Cervical cancer burden is high where prophylactic vaccination and screening coverage are low. We demonstrated in a multicenter randomized, double-blind, controlled trial that single-dose human papillomavirus (HPV) vaccination had high vaccine efficacy (VE) against persistent infection at 18 months in Kenyan women. Here, we report findings of this trial through 3 years of follow-up. Overall, 2,275 healthy women aged 15-20 years were recruited and randomly assigned to receive bivalent (n = 760), nonavalent (n = 758) or control (n = 757) vaccine. The primary outcome was incident-persistent vaccine type-specific cervical HPV infection. The primary evaluation was superiority analysis in the modified intention-to-treat (mITT) HPV 16/18 and HPV 16/18/31/33/45/52/58 cohorts. The trial met its prespecified end points of vaccine type-specific persistent HPV infection. A total of 75 incident-persistent infections were detected in the HPV 16/18 mITT cohort: 2 in the bivalent group, 1 in the nonavalent group and 72 in the control group. Nonavalent VE was 98.8% (95% CI 91.3-99.8%, P < 0.0001) and bivalent VE was 97.5% (95% CI 90.0-99.4%, P < 0.0001). Overall, 89 persistent infections were detected in the HPV 16/18/31/33/45/52/58 mITT cohort: 5 in the nonavalent group and 84 in the control group; nonavalent VE was 95.5% (95% CI 89.0-98.2%, P < 0.0001). There were no vaccine-related severe adverse events. Three years after vaccination, single-dose HPV vaccination was highly efficacious, safe and conferred durable protection. ClinicalTrials.gov no. NCT03675256 .

Efficacy of single-dose HPV vaccination among young African women.

Background: Single-dose HPV vaccination, if efficacious, would be tremendously advantageous; simplifying implementation and decreasing costs. Methods: We performed a randomized, multi-center, double-blind, controlled trial of single-dose nonavalent (HPV 16/18/31/33/45/52/58/6/11) or bivalent (HPV 16/18) HPV vaccination compared to meningococcal vaccination among Kenyan women aged 15-20 years. Enrollment and six monthly cervical swabs and a month three vaginal swab were tested for HPV DNA. Enrollment sera were tested for HPV antibodies.
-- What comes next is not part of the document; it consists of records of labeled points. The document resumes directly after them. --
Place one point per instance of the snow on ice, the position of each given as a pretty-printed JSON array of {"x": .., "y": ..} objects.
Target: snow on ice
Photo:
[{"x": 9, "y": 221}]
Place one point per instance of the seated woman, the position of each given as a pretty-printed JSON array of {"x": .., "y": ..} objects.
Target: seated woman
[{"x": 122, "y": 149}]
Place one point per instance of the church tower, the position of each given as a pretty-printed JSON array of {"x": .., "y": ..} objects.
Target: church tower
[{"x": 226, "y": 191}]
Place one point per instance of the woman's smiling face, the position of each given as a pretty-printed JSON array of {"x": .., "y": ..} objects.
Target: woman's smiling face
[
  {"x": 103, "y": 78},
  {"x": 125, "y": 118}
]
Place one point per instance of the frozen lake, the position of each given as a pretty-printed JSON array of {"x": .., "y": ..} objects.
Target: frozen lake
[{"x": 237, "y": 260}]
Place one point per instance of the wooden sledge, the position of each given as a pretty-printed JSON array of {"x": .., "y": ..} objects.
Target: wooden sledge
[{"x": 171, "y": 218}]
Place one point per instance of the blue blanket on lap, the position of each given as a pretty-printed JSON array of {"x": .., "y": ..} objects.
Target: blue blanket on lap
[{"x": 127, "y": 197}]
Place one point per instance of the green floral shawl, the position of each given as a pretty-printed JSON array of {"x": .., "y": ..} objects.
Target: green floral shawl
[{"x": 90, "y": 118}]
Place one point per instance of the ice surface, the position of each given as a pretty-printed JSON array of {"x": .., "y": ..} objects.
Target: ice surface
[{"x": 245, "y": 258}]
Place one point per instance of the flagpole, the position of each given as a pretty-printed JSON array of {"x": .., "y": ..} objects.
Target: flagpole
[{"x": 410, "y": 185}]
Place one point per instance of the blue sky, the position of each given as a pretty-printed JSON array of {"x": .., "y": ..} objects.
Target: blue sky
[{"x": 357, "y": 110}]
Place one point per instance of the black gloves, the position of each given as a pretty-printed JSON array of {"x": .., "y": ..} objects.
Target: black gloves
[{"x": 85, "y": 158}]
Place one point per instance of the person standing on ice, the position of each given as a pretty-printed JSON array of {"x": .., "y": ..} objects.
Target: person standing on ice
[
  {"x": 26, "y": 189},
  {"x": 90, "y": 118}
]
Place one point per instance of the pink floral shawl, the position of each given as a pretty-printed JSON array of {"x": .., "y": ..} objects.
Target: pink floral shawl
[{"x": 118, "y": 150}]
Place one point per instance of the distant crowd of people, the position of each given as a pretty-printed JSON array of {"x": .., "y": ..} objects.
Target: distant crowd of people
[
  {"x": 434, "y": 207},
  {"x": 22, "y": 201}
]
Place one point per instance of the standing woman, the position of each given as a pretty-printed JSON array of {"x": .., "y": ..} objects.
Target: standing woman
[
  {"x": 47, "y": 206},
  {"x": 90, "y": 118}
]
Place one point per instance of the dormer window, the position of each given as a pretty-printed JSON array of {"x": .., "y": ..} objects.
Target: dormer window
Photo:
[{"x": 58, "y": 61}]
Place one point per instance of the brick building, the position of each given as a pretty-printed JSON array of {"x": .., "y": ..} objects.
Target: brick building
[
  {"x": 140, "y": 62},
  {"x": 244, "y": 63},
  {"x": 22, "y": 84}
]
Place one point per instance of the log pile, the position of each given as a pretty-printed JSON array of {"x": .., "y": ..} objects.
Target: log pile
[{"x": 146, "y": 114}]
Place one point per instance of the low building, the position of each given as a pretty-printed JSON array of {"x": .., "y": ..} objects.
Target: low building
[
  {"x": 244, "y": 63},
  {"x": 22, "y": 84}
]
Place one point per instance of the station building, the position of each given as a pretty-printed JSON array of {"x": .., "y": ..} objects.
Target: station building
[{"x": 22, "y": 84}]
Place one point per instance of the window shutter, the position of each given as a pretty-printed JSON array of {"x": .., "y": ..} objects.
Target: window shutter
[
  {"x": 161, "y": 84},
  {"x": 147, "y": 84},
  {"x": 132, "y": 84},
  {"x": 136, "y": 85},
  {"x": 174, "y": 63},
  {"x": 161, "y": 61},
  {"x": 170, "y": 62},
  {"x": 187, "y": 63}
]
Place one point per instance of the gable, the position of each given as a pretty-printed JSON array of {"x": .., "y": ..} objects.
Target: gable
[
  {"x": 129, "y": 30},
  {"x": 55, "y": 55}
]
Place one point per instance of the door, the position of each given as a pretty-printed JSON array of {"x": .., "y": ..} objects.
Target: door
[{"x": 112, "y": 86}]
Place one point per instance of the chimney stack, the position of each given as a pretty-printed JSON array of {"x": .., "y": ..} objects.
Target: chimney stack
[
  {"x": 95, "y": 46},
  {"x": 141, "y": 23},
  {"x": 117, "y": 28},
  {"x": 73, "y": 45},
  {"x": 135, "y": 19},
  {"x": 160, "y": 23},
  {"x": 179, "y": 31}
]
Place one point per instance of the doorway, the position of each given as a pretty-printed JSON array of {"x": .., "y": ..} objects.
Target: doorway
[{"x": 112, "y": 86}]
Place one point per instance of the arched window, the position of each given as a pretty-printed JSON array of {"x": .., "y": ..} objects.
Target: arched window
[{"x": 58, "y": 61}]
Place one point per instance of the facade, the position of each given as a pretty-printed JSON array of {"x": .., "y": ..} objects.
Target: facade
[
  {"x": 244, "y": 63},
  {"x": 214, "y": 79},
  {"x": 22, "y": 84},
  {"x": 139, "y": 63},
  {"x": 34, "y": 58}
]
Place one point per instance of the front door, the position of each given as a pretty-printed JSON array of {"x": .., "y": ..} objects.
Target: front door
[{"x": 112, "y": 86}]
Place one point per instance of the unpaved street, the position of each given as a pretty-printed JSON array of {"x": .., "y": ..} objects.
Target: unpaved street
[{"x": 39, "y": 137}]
The modified intent-to-treat (mITT) cohort comprised participants who tested HPV antibody negative at enrollment and HPV DNA negative at enrollment and month three. The primary outcome was incident persistent vaccine-type HPV infection by month 18. Results: Between December 2018 and June 2021, 2,275 women were randomly assigned and followed; 758 received the nonavalent HPV vaccine, 760 the bivalent HPV vaccine, and 757 the meningococcal vaccine; retention was 98%. Thirty-eight incident persistent infections were detected in the HPV 16/18 mITT cohort: one each among participants assigned to the bivalent and nonavalent groups and 36 among those assigned to the meningococcal group; nonavalent Vaccine Efficacy (VE) was 97.5% (95%CI 81.7-99.7%, p=<0.0001), and bivalent VE was 97.5% (95%CI 81.6-99.7%, p=<0.0001). Thirty-three incident persistent infections were detected in the HPV 16/18/31/33/45/52/58 mITT cohort: four in the nonavalent group and 29 in the meningococcal group; nonavalent VE for HPV 16/18/31/33/45/52/58 was 88.9% (95%CI 68.5-96.1%, p<0.0001). The rate of SAEs was 4.5-5.2% by group. Conclusions: Over the 18 month time-frame we studied, single-dose bivalent and nonavalent HPV vaccines were each highly effective in preventing incident persistent oncogenic HPV infection, similar to multidose regimens.